07-11, 17:15–17:35 (UTC), Track 1 - Talks
Since now 10 years, the Overpass API allows to query the OpenStreetMap data. This is reason enough to show how OpenStreetMap and the Overpass API have changed over that timespan. I will present and overview over user statistics, technical challenges and all kinds of requests to me as the developer.
Since now 10 years, the Overpass API allows to query the OpenStreetMap data.
This is reason enough to compare the OpenStreetMap of then to the OpenStreetMap of now
and to show how OpenStreetMap and the Overpass API have changed or not changed over that timespan.
For this purpose I will present an overview:
With which requests are the public instances of the Overpass API actually used?
The Overpass API has been intended for compound queries for the public transit data model of OpenStreetMap,
but actually got popular for the simpler tag queries on bounding boxes.
The provisions for an area data type have never materialized.
How has it protected itself and how does it now protect itself against excessive load?
I have always been proud that the service runs on ordinary server hardware and nothing huge,
but still can give every user a meaningful amount of computation time.
The necessary measures to curb the greedy and the stupid have evolved over time.

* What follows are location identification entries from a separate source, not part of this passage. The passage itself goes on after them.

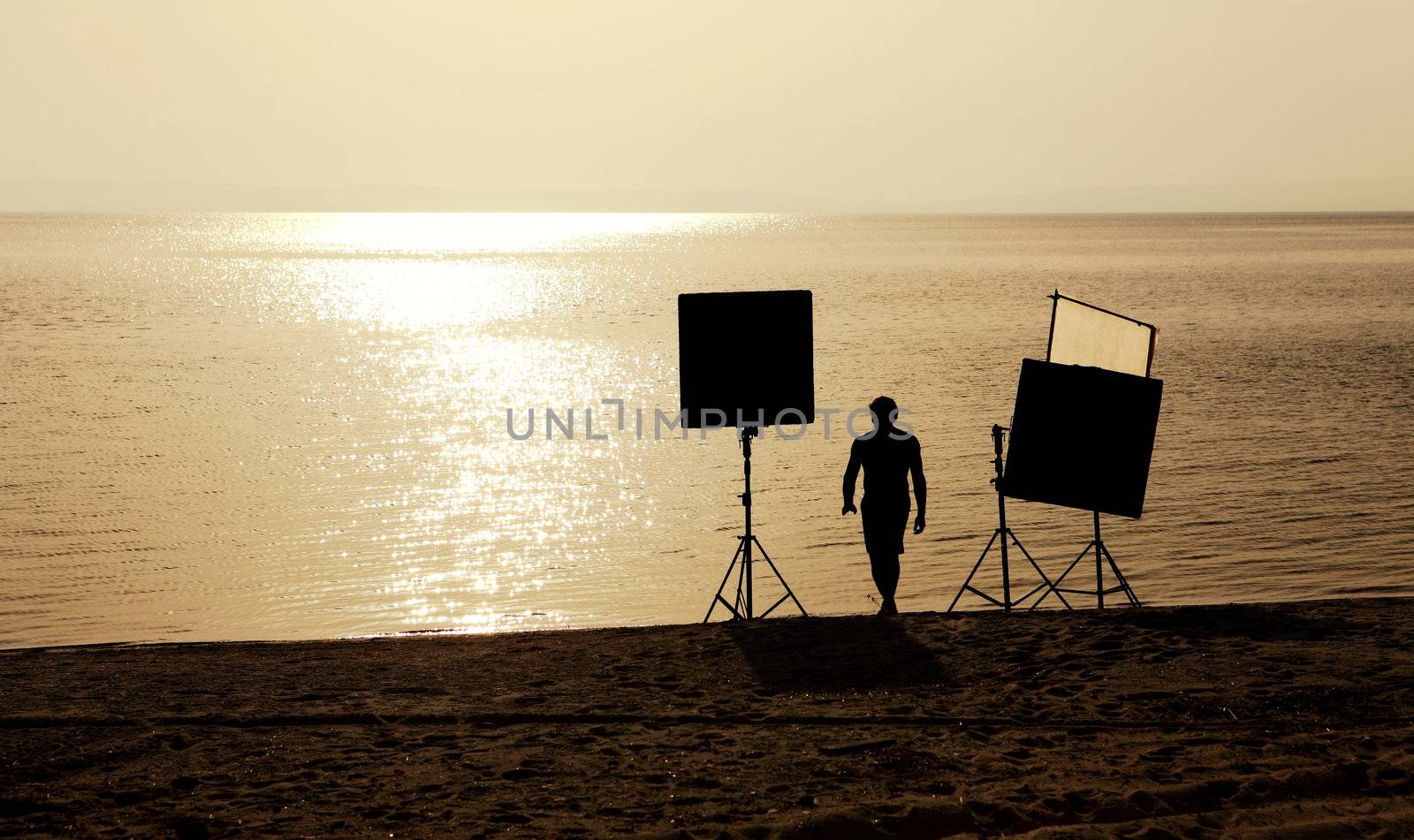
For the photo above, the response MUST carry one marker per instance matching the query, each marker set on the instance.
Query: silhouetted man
(888, 454)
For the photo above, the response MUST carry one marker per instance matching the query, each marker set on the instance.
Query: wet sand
(1293, 720)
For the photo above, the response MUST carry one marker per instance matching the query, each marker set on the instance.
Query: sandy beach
(1289, 720)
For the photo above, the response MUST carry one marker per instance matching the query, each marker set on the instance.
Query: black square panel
(1082, 437)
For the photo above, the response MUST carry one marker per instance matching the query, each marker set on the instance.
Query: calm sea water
(293, 426)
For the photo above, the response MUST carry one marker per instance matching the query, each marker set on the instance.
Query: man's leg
(884, 567)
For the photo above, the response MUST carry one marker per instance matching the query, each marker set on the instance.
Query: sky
(829, 105)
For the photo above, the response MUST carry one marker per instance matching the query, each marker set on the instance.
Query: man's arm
(850, 474)
(919, 488)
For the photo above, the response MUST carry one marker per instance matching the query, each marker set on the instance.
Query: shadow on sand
(1244, 621)
(833, 654)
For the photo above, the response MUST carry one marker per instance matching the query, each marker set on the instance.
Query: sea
(296, 426)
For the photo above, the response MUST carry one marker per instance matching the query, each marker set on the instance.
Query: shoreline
(1243, 719)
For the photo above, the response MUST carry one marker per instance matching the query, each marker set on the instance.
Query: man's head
(884, 412)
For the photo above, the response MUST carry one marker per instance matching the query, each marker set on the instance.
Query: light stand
(1099, 592)
(1000, 536)
(741, 609)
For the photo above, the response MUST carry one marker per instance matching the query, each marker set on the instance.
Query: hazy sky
(992, 105)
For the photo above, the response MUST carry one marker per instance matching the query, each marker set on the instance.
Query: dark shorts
(884, 526)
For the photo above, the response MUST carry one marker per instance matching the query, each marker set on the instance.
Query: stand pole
(1004, 534)
(742, 609)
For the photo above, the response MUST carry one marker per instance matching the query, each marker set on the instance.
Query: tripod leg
(781, 578)
(1129, 590)
(725, 579)
(970, 574)
(1034, 564)
(1055, 587)
(741, 581)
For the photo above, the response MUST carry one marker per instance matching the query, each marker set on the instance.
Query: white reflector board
(1082, 334)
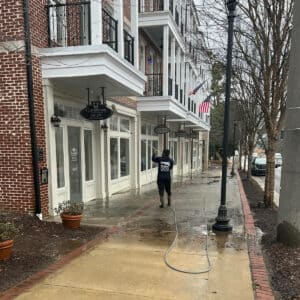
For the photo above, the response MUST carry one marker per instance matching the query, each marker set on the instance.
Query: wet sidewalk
(129, 264)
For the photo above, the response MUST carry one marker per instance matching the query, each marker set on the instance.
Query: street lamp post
(222, 221)
(234, 128)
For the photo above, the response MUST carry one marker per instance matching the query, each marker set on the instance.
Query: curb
(34, 279)
(260, 275)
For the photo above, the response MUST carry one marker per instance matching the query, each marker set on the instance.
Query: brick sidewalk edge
(31, 281)
(260, 275)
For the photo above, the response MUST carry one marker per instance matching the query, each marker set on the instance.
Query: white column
(173, 56)
(96, 22)
(178, 50)
(50, 143)
(135, 160)
(165, 59)
(120, 17)
(138, 149)
(166, 4)
(186, 74)
(174, 7)
(99, 162)
(135, 30)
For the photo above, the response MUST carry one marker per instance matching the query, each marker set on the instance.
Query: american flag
(195, 90)
(204, 106)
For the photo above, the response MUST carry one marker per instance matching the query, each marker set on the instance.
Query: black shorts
(164, 184)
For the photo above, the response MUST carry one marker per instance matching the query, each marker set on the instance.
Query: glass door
(74, 145)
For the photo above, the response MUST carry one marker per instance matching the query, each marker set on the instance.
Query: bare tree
(262, 40)
(267, 28)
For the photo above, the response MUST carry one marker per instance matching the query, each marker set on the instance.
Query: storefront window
(144, 129)
(186, 152)
(175, 153)
(114, 158)
(124, 157)
(154, 150)
(88, 151)
(143, 155)
(124, 125)
(60, 157)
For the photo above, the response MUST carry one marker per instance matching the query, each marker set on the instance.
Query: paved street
(130, 264)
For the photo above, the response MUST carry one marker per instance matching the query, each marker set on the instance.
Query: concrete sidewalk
(129, 264)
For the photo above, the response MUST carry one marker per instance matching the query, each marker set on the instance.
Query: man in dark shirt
(165, 165)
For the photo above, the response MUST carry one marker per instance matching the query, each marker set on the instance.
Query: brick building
(55, 58)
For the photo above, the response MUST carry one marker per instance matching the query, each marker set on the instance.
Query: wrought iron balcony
(154, 85)
(151, 6)
(109, 30)
(128, 47)
(69, 24)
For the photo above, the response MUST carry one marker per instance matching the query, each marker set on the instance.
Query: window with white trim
(149, 144)
(120, 146)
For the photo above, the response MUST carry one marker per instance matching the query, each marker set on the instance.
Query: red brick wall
(16, 175)
(11, 20)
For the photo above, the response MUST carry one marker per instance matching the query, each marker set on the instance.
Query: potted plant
(7, 233)
(70, 213)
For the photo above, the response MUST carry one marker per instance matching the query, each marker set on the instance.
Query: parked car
(259, 166)
(278, 160)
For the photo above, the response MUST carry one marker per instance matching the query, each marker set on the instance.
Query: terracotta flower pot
(5, 249)
(71, 221)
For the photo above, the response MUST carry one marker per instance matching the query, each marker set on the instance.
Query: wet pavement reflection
(129, 264)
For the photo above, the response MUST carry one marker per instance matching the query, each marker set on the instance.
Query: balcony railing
(170, 86)
(109, 30)
(69, 24)
(154, 85)
(171, 6)
(151, 6)
(128, 47)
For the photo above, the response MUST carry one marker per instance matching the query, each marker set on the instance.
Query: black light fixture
(97, 110)
(233, 156)
(162, 128)
(104, 126)
(222, 220)
(55, 120)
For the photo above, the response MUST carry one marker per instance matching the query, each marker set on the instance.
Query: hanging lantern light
(97, 110)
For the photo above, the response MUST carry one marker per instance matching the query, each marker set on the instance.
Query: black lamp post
(222, 221)
(234, 129)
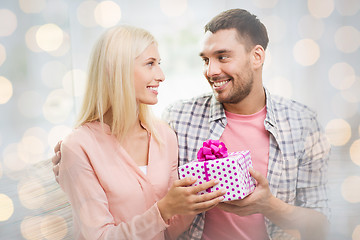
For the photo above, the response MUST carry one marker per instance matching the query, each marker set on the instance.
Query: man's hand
(304, 222)
(256, 202)
(56, 160)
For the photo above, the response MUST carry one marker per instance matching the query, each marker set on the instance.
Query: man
(289, 151)
(283, 136)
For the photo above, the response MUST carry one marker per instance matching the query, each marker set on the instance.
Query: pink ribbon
(211, 150)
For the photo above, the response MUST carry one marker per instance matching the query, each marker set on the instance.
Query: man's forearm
(310, 223)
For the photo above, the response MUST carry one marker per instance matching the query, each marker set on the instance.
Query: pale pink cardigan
(111, 198)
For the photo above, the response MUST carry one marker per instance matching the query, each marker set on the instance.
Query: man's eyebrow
(153, 59)
(221, 51)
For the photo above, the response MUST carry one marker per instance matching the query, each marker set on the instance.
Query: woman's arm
(92, 218)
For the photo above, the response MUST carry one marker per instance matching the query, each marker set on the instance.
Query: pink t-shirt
(243, 132)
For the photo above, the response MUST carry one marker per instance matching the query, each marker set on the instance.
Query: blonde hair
(110, 84)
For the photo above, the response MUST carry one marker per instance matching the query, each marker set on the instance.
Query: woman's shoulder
(82, 135)
(164, 129)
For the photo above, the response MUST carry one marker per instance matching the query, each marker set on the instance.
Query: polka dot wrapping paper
(232, 172)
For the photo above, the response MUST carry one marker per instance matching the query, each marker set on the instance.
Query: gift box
(231, 169)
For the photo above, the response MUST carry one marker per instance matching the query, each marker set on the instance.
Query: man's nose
(213, 68)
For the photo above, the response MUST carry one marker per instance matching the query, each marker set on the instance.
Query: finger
(204, 206)
(226, 207)
(209, 196)
(184, 182)
(56, 170)
(204, 186)
(56, 158)
(57, 146)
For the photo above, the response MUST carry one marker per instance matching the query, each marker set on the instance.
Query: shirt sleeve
(313, 166)
(91, 215)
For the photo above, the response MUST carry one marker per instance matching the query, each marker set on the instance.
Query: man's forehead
(213, 43)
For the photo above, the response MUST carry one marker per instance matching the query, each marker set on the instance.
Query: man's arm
(310, 223)
(56, 160)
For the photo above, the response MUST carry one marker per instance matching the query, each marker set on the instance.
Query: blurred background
(313, 57)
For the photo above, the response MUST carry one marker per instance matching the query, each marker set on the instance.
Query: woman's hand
(183, 198)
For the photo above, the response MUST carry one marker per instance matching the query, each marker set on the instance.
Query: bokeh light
(31, 193)
(338, 132)
(58, 133)
(74, 82)
(342, 75)
(29, 103)
(311, 27)
(31, 228)
(347, 39)
(53, 227)
(321, 8)
(276, 28)
(8, 22)
(306, 52)
(6, 207)
(265, 3)
(107, 14)
(6, 90)
(58, 106)
(350, 189)
(355, 152)
(85, 13)
(30, 39)
(52, 73)
(49, 37)
(347, 7)
(338, 102)
(173, 8)
(2, 54)
(32, 6)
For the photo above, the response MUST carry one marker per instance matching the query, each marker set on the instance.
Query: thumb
(184, 182)
(260, 179)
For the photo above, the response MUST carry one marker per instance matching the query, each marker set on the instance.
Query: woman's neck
(135, 128)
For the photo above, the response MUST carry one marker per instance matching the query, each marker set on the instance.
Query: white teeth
(153, 88)
(219, 84)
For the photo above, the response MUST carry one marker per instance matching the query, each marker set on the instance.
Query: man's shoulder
(286, 107)
(191, 104)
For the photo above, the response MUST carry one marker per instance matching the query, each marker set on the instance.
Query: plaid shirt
(298, 154)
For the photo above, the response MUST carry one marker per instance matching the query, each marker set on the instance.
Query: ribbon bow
(211, 150)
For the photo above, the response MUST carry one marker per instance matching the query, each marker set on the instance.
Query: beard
(240, 90)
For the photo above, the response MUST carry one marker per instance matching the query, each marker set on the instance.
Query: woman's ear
(258, 56)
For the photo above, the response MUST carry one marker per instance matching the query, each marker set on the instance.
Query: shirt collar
(216, 110)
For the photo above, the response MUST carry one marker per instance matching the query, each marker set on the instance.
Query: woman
(119, 166)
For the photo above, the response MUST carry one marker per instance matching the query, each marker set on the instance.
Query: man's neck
(250, 105)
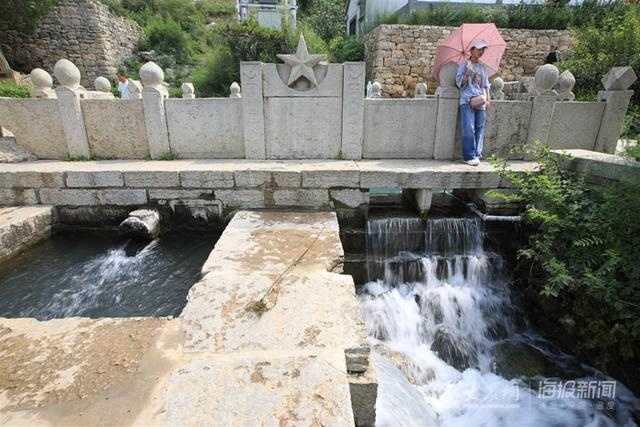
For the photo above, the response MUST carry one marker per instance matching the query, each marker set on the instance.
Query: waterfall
(444, 327)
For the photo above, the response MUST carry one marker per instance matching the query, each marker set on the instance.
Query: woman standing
(473, 81)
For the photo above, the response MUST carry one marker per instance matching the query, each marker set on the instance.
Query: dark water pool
(91, 275)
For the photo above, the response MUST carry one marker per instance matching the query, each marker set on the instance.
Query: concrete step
(21, 227)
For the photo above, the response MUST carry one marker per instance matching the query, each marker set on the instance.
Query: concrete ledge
(602, 165)
(25, 226)
(271, 285)
(259, 389)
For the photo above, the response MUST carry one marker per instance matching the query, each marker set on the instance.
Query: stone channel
(271, 334)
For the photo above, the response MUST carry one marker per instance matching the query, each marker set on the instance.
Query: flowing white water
(446, 330)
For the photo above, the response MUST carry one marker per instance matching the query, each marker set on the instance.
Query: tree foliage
(612, 42)
(24, 15)
(583, 255)
(326, 18)
(246, 41)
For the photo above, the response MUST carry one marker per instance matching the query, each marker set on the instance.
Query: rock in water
(142, 223)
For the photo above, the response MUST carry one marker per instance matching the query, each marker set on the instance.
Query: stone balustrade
(319, 113)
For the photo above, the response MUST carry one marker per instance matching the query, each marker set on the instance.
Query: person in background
(473, 81)
(553, 56)
(123, 85)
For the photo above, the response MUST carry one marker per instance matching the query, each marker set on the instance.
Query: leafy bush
(24, 15)
(580, 258)
(167, 37)
(524, 15)
(235, 42)
(325, 17)
(616, 42)
(12, 90)
(631, 125)
(315, 43)
(211, 79)
(346, 48)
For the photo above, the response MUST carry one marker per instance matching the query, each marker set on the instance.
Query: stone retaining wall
(400, 56)
(84, 31)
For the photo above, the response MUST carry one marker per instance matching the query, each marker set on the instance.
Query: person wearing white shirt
(123, 85)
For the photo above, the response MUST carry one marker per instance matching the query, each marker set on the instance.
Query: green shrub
(167, 37)
(315, 43)
(346, 48)
(581, 259)
(214, 76)
(24, 15)
(615, 43)
(235, 42)
(325, 17)
(631, 124)
(12, 90)
(524, 15)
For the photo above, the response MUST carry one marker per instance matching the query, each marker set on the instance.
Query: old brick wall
(399, 56)
(82, 31)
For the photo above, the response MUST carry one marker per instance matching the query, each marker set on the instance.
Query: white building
(361, 13)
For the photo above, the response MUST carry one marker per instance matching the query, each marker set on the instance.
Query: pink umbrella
(456, 47)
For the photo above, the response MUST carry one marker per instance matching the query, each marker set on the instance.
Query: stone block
(364, 393)
(68, 197)
(95, 179)
(409, 123)
(619, 78)
(310, 198)
(258, 389)
(602, 165)
(37, 126)
(382, 179)
(575, 125)
(198, 213)
(197, 140)
(206, 179)
(287, 178)
(616, 104)
(352, 110)
(18, 196)
(116, 128)
(151, 179)
(31, 179)
(155, 118)
(338, 177)
(303, 128)
(252, 109)
(507, 127)
(216, 318)
(73, 121)
(285, 237)
(252, 178)
(21, 227)
(123, 197)
(350, 197)
(178, 194)
(241, 199)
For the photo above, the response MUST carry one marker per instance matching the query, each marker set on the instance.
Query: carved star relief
(301, 63)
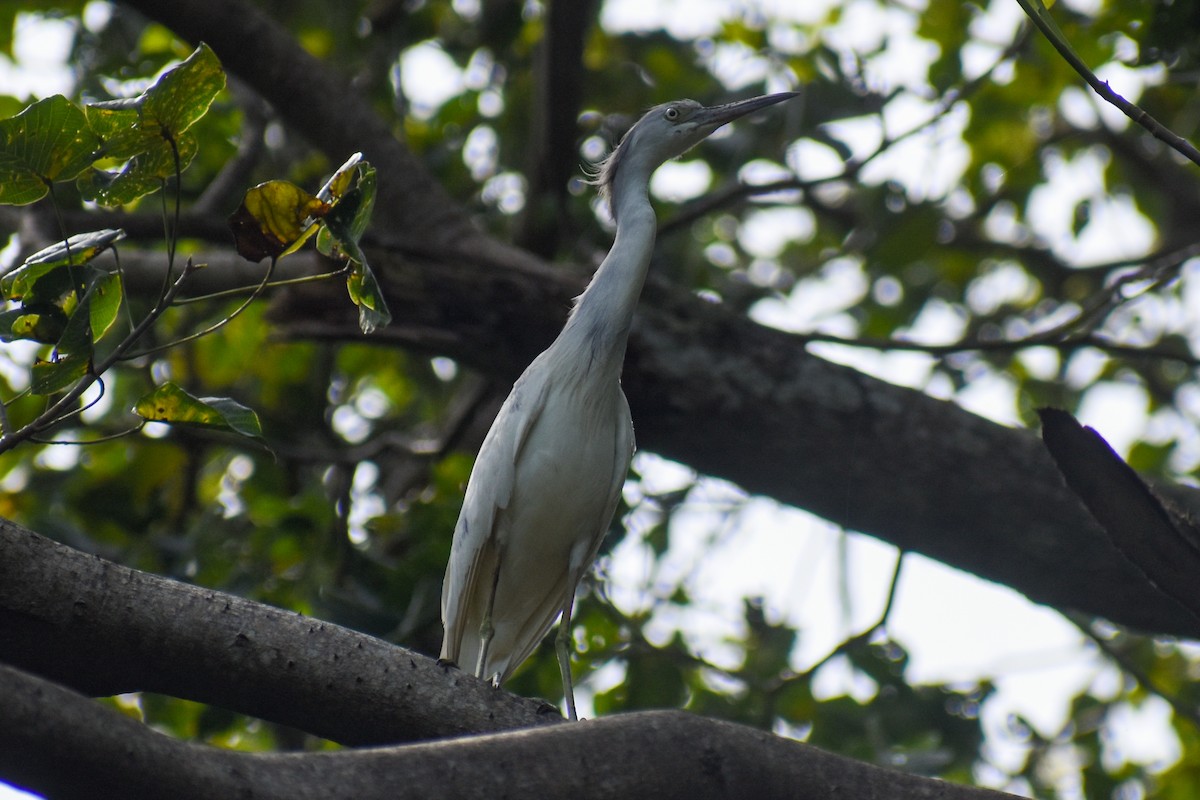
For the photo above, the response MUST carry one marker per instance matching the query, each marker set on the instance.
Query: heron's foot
(546, 707)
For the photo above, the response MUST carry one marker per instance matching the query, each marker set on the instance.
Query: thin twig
(1041, 17)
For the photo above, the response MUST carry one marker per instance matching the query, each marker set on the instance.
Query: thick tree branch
(105, 629)
(55, 741)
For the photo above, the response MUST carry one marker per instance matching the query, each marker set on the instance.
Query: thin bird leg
(486, 630)
(563, 647)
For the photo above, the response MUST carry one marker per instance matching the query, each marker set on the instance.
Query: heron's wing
(474, 552)
(543, 617)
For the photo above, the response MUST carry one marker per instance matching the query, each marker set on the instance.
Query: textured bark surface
(69, 747)
(103, 629)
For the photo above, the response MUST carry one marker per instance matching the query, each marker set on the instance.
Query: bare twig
(1044, 22)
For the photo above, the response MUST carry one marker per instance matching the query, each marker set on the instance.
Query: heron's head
(670, 130)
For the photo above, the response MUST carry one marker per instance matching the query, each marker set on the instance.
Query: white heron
(547, 479)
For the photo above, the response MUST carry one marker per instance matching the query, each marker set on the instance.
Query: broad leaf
(275, 218)
(149, 132)
(48, 142)
(49, 377)
(42, 323)
(42, 274)
(169, 403)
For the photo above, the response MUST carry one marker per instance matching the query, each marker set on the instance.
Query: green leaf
(367, 296)
(150, 132)
(181, 96)
(275, 218)
(48, 142)
(353, 192)
(169, 403)
(349, 216)
(75, 251)
(49, 377)
(41, 323)
(106, 294)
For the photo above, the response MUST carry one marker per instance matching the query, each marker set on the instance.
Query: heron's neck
(604, 314)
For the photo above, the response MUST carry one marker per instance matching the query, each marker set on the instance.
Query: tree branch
(55, 741)
(105, 629)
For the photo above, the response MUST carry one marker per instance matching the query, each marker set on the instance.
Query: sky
(955, 626)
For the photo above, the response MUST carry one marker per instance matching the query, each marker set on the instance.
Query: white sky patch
(765, 233)
(813, 301)
(429, 77)
(41, 47)
(1117, 411)
(814, 160)
(993, 396)
(677, 181)
(682, 18)
(1115, 228)
(736, 65)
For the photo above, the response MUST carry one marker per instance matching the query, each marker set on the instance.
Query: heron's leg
(486, 630)
(563, 647)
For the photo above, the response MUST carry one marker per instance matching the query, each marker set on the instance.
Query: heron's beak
(709, 119)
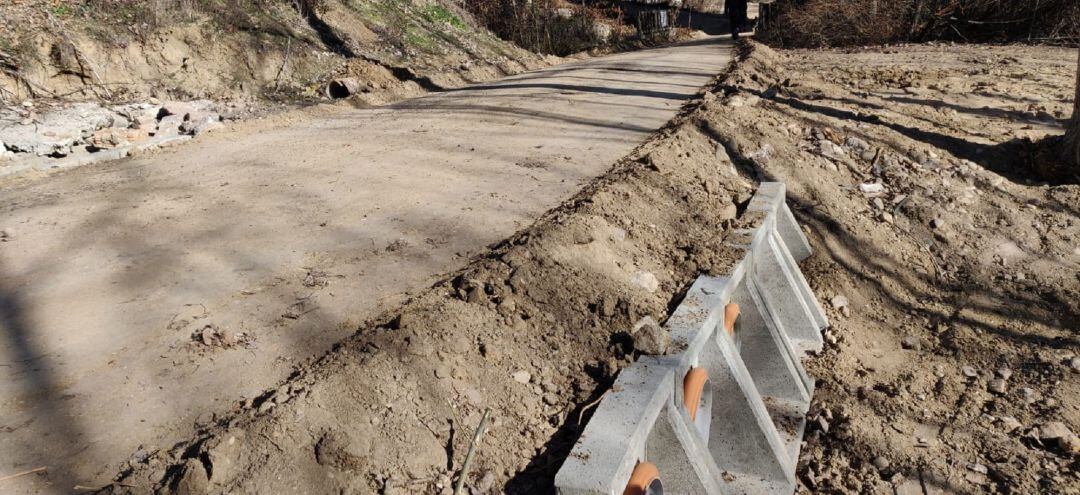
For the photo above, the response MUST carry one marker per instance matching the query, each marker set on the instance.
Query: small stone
(1052, 431)
(193, 479)
(1070, 444)
(872, 188)
(649, 337)
(486, 482)
(1009, 424)
(646, 280)
(521, 376)
(1028, 396)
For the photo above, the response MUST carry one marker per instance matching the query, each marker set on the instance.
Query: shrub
(544, 26)
(837, 23)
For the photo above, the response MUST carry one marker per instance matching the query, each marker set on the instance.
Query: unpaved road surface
(138, 297)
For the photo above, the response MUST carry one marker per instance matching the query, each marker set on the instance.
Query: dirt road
(138, 297)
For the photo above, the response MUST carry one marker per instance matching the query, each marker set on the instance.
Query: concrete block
(780, 291)
(619, 430)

Which requests for features and questions have been addressed to me as the developer?
Basically everything we use now has been requested by users of the service.
Probably the best idea has been to change from the longish XML based query language to the now much shorter QL based language.
Roland contributes to OpenStreetMap since 2008, and always in his spare time. He is the author of the Overpass API. He is a mathematician who now works in software development, currently for ticketing in public transit.